Les informations suggèrent que le Togo relaie des messages entre les parties, son ministre des Affaires étrangères entretenant apparemment une relation étroite avec son homologue français, ce qui suggère un canal de communication potentiel. La position officielle du Togo est d'aider à l'apaisement et à la réconciliation. La vidéo aborde également des cas spécifiques où le Togo est intervenu, tels que la question de l'expédition d'uranium au Niger et le cas d'un agent de renseignement français arrêté au Mali.

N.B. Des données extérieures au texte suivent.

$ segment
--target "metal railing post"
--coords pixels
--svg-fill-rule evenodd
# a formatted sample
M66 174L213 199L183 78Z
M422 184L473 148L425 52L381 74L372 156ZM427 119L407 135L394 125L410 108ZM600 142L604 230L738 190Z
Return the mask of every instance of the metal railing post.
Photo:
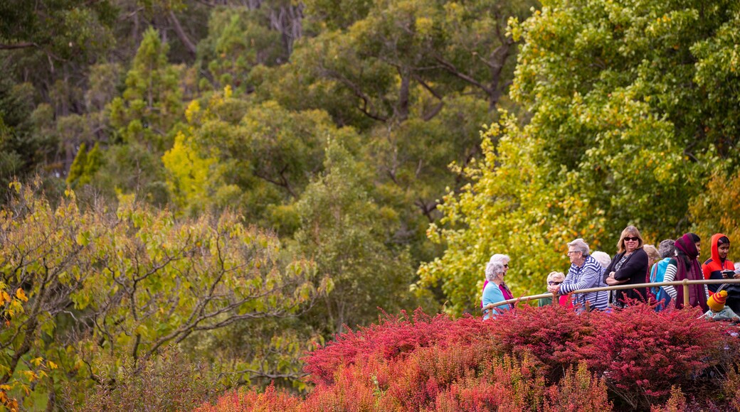
M593 287L588 289L582 289L579 290L574 290L569 293L571 294L579 294L579 293L588 293L591 292L602 292L602 291L612 291L612 290L625 290L629 289L645 289L649 287L659 287L663 286L670 285L673 287L683 287L684 290L684 306L689 306L689 286L690 285L719 285L722 284L740 284L740 278L730 278L730 279L701 279L696 281L690 281L688 279L684 279L682 281L673 281L671 282L654 282L649 284L637 284L633 285L616 285L611 286L602 286L602 287ZM539 295L531 295L529 296L522 296L519 298L514 298L513 299L508 299L506 301L502 301L501 302L497 302L496 303L488 303L484 309L494 308L500 306L501 305L505 305L508 303L514 303L516 305L520 302L526 302L534 299L539 299L540 298L550 298L552 297L553 301L556 303L554 304L559 304L559 295L555 293L542 293Z

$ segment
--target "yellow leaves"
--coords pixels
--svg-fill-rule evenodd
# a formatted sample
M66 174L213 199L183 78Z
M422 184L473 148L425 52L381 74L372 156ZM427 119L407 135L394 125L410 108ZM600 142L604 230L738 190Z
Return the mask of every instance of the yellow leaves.
M4 290L0 291L0 305L4 305L6 302L10 301L10 295Z
M22 186L21 185L21 182L18 182L18 181L11 182L8 185L8 188L9 188L13 189L13 190L15 190L16 193L18 193L18 194L21 193L21 187Z
M201 111L201 103L198 100L192 100L185 109L185 118L187 123L192 123L195 115Z
M423 35L431 34L434 22L428 17L417 17L416 19L416 30Z

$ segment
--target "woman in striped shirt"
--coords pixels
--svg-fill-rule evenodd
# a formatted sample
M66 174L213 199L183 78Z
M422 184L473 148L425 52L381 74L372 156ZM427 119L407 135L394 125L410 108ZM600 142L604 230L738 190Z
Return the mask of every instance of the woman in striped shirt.
M559 285L548 286L551 293L567 295L574 290L603 287L604 268L589 255L588 244L582 238L568 244L568 256L571 258L571 268L568 270L565 281ZM574 295L573 305L579 312L604 310L607 307L609 295L604 292L589 292Z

Un point clé soulevé est que tout dégel potentiel des relations entre Paris et l'AES commencerait probablement par une coopération en matière de renseignement. L'analyse suggère que les actions du Togo font partie de sa stratégie internationale et économique, visant à se positionner comme une plaque tournante régionale. Cependant, d'un point de vue panafricaniste, ce rôle est perçu de manière critique comme une trahison potentielle, compte tenu de l'exploitation historique des nations africaines par la France.
La conversation s'étend aux défis plus larges auxquels sont confrontés les pays de l'AES, notamment leurs options limitées de soutien extérieur au-delà de la Russie et de la Chine, qui ont toutes deux leurs propres contraintes économiques. La possibilité que le Nigeria ou l'Algérie offre un soutien est envisagée mais jugée peu probable dans les circonstances actuelles. L'invité de l'émission, Dr Édimo Mongory termine en discutant de l'affaiblissement de la position économique des pays européens, en particulier de la France, en raison des conflits mondiaux et de la dette, suggérant un changement naturel dans la dynamique du pouvoir et un abandon potentiel du franc CFA à mesure que les monnaies locales gagnent en importance.